Tsiolkas speaks about two instances in his own upbringing in which he was clipped across the head and, lo and behold, the sky didn’t fall in. The first was when he was a young child: if Tsiolkas and his brother were being naughty, resisting bedtime perhaps, their mother would turn off the light, whack them, flick the light back on and proclaim that the punishment was at the hand of the Virgin Mary. “The Virgin Mary is ever vigilant,” he laughs.

The second slap has a reprisal in The Slap. “When I decided to study at Melbourne Uni, I didn’t even know where it was, that’s how green I was,” he says.
“A very close friend of my father’s, a man who came over in the same ship as him, drove me to uni, pointed to one of the yellow brick buildings and
told me that he was one of the men who built it. Then he slapped me lightly on the back of my head and said, “Don’t ever forget that’. And I don’t think I ever will.”

That kind of conscious consideration of different lives, different perspectives is where Christos Tsiolkas, savage and angry writer, and Christos Tsiolkas, warm and friendly person, seem to merge. He’s compelled to investigate the way life is rewarding for some, impossible for others and how the pathways between might be navigated. He’s worried about Melbourne and Australia, about lazy opinion and self-satisfied apathy, and more particularly, a lack of infrastructure spending and the treatment of refugees.

“That’s where The Slap comes from. Here is this city, this country that has grown so fat, so bloated, so wealthy and I know.

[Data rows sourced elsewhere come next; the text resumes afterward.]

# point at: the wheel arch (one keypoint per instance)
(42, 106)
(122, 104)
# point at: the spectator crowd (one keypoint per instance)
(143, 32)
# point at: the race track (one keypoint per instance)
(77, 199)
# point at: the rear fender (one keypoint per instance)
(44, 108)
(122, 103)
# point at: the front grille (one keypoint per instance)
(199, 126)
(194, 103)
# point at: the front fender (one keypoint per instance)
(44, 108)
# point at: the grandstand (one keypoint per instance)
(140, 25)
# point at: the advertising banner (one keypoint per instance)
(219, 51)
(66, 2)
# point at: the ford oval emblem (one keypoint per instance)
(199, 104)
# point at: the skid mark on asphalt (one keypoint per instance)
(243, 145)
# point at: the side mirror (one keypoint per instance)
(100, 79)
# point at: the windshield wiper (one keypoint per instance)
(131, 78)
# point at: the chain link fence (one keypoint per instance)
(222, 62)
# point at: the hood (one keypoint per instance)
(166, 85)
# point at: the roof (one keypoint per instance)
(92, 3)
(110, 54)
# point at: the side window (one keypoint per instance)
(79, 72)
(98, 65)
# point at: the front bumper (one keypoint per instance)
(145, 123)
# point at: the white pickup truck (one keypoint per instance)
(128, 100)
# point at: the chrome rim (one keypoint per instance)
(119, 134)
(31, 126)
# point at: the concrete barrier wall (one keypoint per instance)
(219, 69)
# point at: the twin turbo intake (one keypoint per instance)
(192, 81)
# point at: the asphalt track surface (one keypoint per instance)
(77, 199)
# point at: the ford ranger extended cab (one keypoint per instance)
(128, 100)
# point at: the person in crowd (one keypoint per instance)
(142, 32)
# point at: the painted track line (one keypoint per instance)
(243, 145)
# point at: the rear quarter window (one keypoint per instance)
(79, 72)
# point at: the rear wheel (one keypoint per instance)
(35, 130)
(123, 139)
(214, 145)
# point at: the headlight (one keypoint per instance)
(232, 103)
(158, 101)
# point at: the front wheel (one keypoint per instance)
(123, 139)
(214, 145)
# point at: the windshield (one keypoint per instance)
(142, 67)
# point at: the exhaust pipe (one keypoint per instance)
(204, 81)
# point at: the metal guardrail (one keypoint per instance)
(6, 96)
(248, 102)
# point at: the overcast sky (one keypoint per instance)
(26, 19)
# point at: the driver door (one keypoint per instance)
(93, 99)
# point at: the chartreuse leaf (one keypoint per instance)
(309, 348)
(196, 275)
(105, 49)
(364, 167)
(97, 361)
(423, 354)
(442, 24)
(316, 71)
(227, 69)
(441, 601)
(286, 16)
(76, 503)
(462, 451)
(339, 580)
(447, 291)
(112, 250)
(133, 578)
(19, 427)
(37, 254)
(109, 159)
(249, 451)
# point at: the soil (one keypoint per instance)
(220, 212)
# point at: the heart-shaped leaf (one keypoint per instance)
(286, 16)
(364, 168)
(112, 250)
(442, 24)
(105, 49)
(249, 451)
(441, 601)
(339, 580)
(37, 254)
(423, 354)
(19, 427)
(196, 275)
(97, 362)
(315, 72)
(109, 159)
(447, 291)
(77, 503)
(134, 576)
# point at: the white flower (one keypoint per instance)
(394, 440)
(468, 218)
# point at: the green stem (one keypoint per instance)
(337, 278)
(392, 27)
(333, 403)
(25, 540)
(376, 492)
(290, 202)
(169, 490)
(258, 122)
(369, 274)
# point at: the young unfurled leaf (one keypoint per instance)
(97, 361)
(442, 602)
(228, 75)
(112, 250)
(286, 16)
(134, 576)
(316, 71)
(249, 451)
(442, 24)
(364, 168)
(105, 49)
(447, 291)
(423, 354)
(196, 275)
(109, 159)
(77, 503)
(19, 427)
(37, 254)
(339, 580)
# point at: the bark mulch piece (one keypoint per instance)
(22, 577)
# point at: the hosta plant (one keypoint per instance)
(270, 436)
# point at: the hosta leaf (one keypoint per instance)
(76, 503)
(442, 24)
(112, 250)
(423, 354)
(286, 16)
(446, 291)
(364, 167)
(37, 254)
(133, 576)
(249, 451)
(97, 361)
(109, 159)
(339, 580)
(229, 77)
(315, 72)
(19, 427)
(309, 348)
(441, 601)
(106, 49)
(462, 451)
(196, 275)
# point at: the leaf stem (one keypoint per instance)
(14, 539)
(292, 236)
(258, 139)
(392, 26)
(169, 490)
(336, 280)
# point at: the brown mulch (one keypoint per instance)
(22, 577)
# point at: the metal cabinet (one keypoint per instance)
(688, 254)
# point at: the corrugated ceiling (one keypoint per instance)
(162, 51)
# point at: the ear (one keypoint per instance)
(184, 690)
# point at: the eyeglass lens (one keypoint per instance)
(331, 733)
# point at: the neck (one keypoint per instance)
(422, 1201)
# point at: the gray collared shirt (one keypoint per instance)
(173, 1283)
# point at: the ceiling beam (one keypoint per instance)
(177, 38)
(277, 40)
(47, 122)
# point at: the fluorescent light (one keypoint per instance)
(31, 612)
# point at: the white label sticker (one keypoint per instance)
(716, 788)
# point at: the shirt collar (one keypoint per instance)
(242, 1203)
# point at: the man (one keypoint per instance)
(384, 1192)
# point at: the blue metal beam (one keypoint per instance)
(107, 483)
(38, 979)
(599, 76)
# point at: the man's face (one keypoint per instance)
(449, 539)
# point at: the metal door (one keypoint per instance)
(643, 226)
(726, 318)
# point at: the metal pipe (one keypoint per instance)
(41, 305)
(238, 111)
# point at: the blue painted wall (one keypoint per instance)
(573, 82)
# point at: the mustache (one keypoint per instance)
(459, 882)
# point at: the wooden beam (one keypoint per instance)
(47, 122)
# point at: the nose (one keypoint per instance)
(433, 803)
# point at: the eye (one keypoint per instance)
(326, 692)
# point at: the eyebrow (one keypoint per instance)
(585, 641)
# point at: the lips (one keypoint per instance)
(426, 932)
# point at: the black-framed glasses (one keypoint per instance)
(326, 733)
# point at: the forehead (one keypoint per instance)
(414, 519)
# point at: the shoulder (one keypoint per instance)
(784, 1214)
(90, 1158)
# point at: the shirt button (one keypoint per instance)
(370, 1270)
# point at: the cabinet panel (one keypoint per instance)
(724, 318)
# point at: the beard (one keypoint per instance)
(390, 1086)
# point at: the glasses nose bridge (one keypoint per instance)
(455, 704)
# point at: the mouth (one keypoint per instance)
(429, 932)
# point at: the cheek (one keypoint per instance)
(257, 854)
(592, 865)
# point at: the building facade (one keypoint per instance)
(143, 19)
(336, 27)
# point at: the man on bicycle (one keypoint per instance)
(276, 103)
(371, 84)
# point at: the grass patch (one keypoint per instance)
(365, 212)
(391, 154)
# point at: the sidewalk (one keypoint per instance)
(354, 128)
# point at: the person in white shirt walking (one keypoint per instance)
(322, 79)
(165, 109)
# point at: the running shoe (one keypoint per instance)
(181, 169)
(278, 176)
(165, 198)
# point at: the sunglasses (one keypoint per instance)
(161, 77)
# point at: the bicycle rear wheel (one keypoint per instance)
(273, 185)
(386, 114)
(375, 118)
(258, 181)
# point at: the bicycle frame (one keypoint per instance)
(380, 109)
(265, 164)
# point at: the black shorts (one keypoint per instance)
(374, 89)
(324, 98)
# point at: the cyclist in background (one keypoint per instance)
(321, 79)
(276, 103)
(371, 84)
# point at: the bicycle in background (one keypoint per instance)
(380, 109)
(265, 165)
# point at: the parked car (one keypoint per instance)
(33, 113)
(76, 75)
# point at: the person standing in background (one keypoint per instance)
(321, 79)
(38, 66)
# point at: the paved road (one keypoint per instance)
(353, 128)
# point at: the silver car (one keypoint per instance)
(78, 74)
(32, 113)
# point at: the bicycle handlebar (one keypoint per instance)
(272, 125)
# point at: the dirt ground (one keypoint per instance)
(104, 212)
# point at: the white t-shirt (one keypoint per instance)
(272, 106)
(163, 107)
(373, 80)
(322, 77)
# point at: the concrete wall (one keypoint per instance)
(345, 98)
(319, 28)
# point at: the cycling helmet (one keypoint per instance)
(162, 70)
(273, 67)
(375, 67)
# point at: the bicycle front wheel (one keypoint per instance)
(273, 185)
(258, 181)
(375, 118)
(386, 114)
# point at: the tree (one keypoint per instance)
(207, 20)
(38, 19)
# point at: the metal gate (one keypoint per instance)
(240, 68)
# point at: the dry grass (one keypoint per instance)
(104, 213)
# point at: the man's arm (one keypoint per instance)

I’m sure of it, we’ll turn around in the future and say, ‘We pissed it up against a wall, we created nothing. What have we done about transport? About public education?”

He is annoyed, generally, by how much Australians whinge. “Greece has 43 per cent youth unemployment,” he says. “I can’t quite understand why we don’t grasp
how fortunate we are.” Above all, he’s worried about good, evil and the struggle between them. “I wonder about my own dark soul,” he says. “If I see a film about the French resistance I might dream I would have become a resistance hero but I can also see how I would have become a collaborator. “Those are the sorts of questions I want to consider: how do we become that which we fear and detest, how do we acquiesce? I put that in my writing but I also see it as a constant challenge in my life.” Put simply, it’s not simple to be human. “All good art knows that,” he says. “The struggle to be good is hourly, daily, that’s what I’m so conscious of, in my writing and also in my life.”